Solarthermie
Wie funktioniert Solarthermie?
Das Funktionsprinzip eines Solarkollektors ist im Grunde das gleiche wie bei einem Gewächshaus: Die kurzwellige Sonnenstrahlung wandelt sich beim Auftreffen auf eine Fläche in langwellige Wärmestrahlung um. Ein Teil dieser Strahlung wird reflektiert. Eine Abdeckung aus Sicherheitsglas über der Absorberfläche lässt die kurzwellige Strahlung der Sonne durch, hält die Wärmestrahlung aber zurück. Im Solarkollektor zirkuliert währenddessen die Solarflüssigkeit. Über diese Flüssigkeit wird die Wärme zum unteren Wärmetauscher des Solarspeichers geführt und erwärmt dort das Wasser. Das warme Wasser steigt im Speicher nach oben und kann direkt zum Duschen, Baden o.ä. verwendet werden. Reicht die Wärme der Sonne nicht aus, wird der obere Teil des Speichers über den zweiten Wärmetauscher vom Heizkessel auf die gewünschte Temperatur gebracht.
Heizen mit der Sonne - im Winter scheint die doch kaum?
Im Gegensatz zum Brauchwasserbedarf, der das ganze Jahr über relativ konstant ist, ist der Heizenergiebedarf im Winter hoch, wenn im Gegensatz dazu die Sonneneinstrahlung gering ist. Im Sommer ist dagegen viel Sonnenenergie verfügbar, benötigt wird jedoch nur Energie für die Warmwasserbereitung. Für ein Einfamilienhaus ist daher der Einsatz zur Unterstützung der Raumheizung hauptsächlich in der Übergangszeit wirksam. Auf dem Markt findet man verschiedene Anlagenkonfigurationen zur solaren Heizungsunterstützung. Sie unterscheiden sich im Wesentlichen durch die Einbindung der Brauchwasserbereitung.

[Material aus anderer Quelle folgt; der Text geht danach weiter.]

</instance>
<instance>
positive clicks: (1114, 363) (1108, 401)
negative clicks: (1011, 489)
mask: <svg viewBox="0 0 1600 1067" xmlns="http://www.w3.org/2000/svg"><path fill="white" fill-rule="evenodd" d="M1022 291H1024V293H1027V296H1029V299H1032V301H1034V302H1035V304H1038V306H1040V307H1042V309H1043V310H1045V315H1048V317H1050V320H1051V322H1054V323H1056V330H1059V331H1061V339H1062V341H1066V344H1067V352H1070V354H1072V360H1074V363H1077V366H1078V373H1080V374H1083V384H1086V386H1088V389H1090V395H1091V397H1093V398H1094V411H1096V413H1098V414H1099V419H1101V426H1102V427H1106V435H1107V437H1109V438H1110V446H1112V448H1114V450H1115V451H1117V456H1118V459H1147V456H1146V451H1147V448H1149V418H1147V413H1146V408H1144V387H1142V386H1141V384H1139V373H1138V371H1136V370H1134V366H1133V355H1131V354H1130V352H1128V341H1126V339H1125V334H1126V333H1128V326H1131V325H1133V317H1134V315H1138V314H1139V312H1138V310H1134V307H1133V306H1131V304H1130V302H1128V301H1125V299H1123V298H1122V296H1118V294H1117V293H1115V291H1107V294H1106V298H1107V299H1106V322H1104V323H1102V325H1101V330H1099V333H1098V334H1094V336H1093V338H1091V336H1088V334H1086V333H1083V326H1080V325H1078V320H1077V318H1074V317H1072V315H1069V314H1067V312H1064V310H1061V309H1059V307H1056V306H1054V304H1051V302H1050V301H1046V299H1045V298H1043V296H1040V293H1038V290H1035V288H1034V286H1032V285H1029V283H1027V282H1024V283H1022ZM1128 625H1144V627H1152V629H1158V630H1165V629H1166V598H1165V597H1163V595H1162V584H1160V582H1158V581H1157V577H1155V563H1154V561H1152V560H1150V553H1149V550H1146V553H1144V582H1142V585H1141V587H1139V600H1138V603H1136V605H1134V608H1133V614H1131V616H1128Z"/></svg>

Während bei reinen Brauchwasseranlagen zumeist Flachkollektoren zum Einsatz kommen, werden bei der Raumheizungsunterstützung Vakuumröhrenkollektoren bevorzugt. Sie verlieren durch ihre Bauweise weniger Wärme, was sich in den Übergangsmonaten für die Heizung bezahlt macht.
Was kostet Solarthermie?
Die Kosten einer Solarthermieanlage zur Brauchwassererwärmung liegen für einen 4-Personen-Haushalt zwischen 4.000 bis 6.000 Euro (inkl. Montage und MwSt.). Für Röhrenkollektoren müssen mindestens 20 Prozent Mehrkosten veranschlagt werden. Wegen des größeren Kollektorfeldes und Speichervolumens sind die Anlagen zur zusätzlichen Heizungsunterstützung teurer als reine Brauchwasseranlagen. So schlagen Anlagen zur Raumheizungsunterstützung mit etwa 7.500 bis 12.000 Euro zu Buche. Dabei sind die einfacher aufgebauten Kombispeicher-Anlagen im Durchschnitt günstiger als Zweispeichersysteme.
Lohnt sich Solarthermie?
Durch Solaranlagen zur Warmwasserbereitung und/ oder Raumheizungsunterstützung können fossile Energien in Form von 200 bis 650 Litern Öl jährlich (gerechnet auf ein Einfamilienhaus) eingespart werden. So wird die Energiewende vorangetrieben und das Klima geschützt. Außerdem werden die Besitzer*innen unabhängiger von den steigenden Energiepreisen.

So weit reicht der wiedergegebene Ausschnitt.